Gold price technical analysis: Daily chart
Nothing changes for Gold price from a short-term technical perspective, as buyers have entered a bullish consolidation phase following last week’s symmetrical triangle breakout.
The 14-day Relative Strength Index (RSI) continues to hold well above the midline, currently near 56, suggesting that Gold price remains a ‘buy-the-dips’ trade in the coming days.
Gold price needs to find a sustained break above the $2,675 barrier on the way to the $2,700 barrier to regain upside traction.
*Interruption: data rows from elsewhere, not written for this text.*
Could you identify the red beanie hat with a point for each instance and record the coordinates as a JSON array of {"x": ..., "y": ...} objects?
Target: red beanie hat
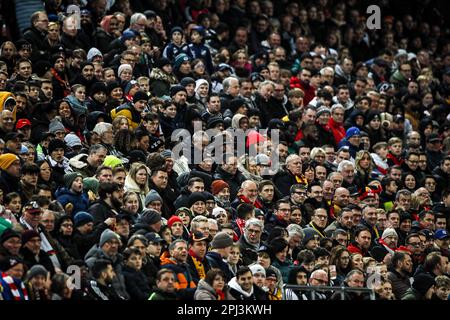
[
  {"x": 174, "y": 219},
  {"x": 218, "y": 185}
]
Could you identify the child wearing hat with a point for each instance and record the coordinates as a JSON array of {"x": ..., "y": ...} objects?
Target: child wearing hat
[
  {"x": 176, "y": 45},
  {"x": 72, "y": 196}
]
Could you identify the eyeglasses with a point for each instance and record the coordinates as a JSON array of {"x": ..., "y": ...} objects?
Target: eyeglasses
[{"x": 67, "y": 225}]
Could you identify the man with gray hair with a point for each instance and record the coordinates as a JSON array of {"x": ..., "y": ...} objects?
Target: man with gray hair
[
  {"x": 292, "y": 174},
  {"x": 347, "y": 169},
  {"x": 250, "y": 240},
  {"x": 230, "y": 91},
  {"x": 138, "y": 23}
]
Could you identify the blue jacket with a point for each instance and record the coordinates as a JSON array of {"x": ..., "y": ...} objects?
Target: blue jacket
[{"x": 80, "y": 201}]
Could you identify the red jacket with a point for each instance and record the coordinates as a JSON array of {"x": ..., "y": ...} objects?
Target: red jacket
[{"x": 338, "y": 130}]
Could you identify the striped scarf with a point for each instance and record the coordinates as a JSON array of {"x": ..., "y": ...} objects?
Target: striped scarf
[{"x": 12, "y": 285}]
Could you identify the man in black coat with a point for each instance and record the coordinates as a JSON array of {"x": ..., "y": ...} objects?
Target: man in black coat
[
  {"x": 108, "y": 206},
  {"x": 229, "y": 172},
  {"x": 243, "y": 288},
  {"x": 36, "y": 35}
]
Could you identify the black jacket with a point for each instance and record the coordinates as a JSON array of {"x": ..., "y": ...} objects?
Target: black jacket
[
  {"x": 136, "y": 283},
  {"x": 234, "y": 181},
  {"x": 101, "y": 211}
]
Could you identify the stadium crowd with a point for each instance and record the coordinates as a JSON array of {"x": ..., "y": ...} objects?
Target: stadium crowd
[{"x": 97, "y": 205}]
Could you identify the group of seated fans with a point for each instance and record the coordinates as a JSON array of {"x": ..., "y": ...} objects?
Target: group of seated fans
[{"x": 224, "y": 150}]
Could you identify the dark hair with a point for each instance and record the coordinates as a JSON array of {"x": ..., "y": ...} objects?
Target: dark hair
[
  {"x": 162, "y": 272},
  {"x": 242, "y": 270},
  {"x": 130, "y": 251},
  {"x": 100, "y": 266},
  {"x": 212, "y": 274},
  {"x": 243, "y": 209},
  {"x": 305, "y": 256},
  {"x": 431, "y": 261}
]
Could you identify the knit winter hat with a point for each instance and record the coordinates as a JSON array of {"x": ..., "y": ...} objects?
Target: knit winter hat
[
  {"x": 36, "y": 270},
  {"x": 9, "y": 234},
  {"x": 199, "y": 82},
  {"x": 187, "y": 80},
  {"x": 112, "y": 161},
  {"x": 28, "y": 235},
  {"x": 92, "y": 53},
  {"x": 152, "y": 196},
  {"x": 174, "y": 219},
  {"x": 161, "y": 62},
  {"x": 423, "y": 282},
  {"x": 196, "y": 196},
  {"x": 257, "y": 268},
  {"x": 218, "y": 185},
  {"x": 353, "y": 131},
  {"x": 149, "y": 216},
  {"x": 7, "y": 159},
  {"x": 123, "y": 67},
  {"x": 56, "y": 125},
  {"x": 179, "y": 59},
  {"x": 389, "y": 232},
  {"x": 106, "y": 236},
  {"x": 69, "y": 178},
  {"x": 82, "y": 218},
  {"x": 72, "y": 140},
  {"x": 55, "y": 144},
  {"x": 221, "y": 240},
  {"x": 310, "y": 233}
]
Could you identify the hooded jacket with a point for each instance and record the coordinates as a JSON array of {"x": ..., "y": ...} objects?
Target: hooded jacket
[
  {"x": 118, "y": 283},
  {"x": 237, "y": 293},
  {"x": 80, "y": 201}
]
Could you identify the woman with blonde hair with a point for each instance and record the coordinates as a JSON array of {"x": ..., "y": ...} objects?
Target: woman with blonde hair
[
  {"x": 137, "y": 181},
  {"x": 120, "y": 122}
]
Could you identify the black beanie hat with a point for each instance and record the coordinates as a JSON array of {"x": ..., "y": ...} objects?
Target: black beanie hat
[
  {"x": 161, "y": 62},
  {"x": 423, "y": 282},
  {"x": 56, "y": 144},
  {"x": 196, "y": 196},
  {"x": 176, "y": 88},
  {"x": 98, "y": 87},
  {"x": 187, "y": 80}
]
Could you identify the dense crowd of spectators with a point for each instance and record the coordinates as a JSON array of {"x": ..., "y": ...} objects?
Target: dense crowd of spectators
[{"x": 94, "y": 194}]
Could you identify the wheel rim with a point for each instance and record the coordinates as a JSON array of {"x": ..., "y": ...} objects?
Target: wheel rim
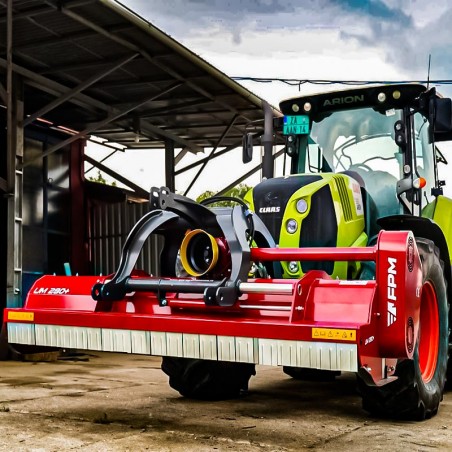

Daily candlestick closing above that level is critical to extending the uptrend toward the December 12 high of $2,726.
Alternatively, strong support is located at the January 13 low of $2,656, below which sellers must crack the $2,640 demand area.
That zone is the confluence of the 21-day Simple Moving Average (SMA), 50-day SMA, 100-SMA and the triangle convergence, making it a powerful support.
If the downside momentum accelerates, the January 6 low of $2,615 could come to buyers’ rescue.
Economic Indicator
Consumer Price Index (YoY)
Inflationary or deflationary tendencies are measured by periodically summing the prices of a basket of representative goods and services and presenting the data as The Consumer Price Index (CPI). CPI data is compiled on a monthly basis and released by the US Department of Labor Statistics. The YoY reading compares the prices of goods in the reference month to the same month a year earlier.The CPI is a key indicator to measure inflation and changes in purchasing trends. Generally speaking, a high reading is seen as bullish for the US Dollar (USD), while a low reading is seen as bearish.
Read more.Next release: Wed Jan 15, 2025 13:30
Frequency: Monthly
Consensus: 2.9%
Previous: 2.7%
Source: US Bureau of Labor Statistics
The US Federal Reserve has a dual mandate of maintaining price stability and maximum employment. According to such mandate, inflation should be at around 2% YoY and has become the weakest pillar of the central bank’s directive ever since the world suffered a pandemic, which extends to these days. Price pressures keep rising amid supply-chain issues and bottlenecks, with the Consumer Price Index (CPI) hanging at multi-decade highs. The Fed has already taken measures to tame inflation and is expected to maintain an aggressive stance in the foreseeable future.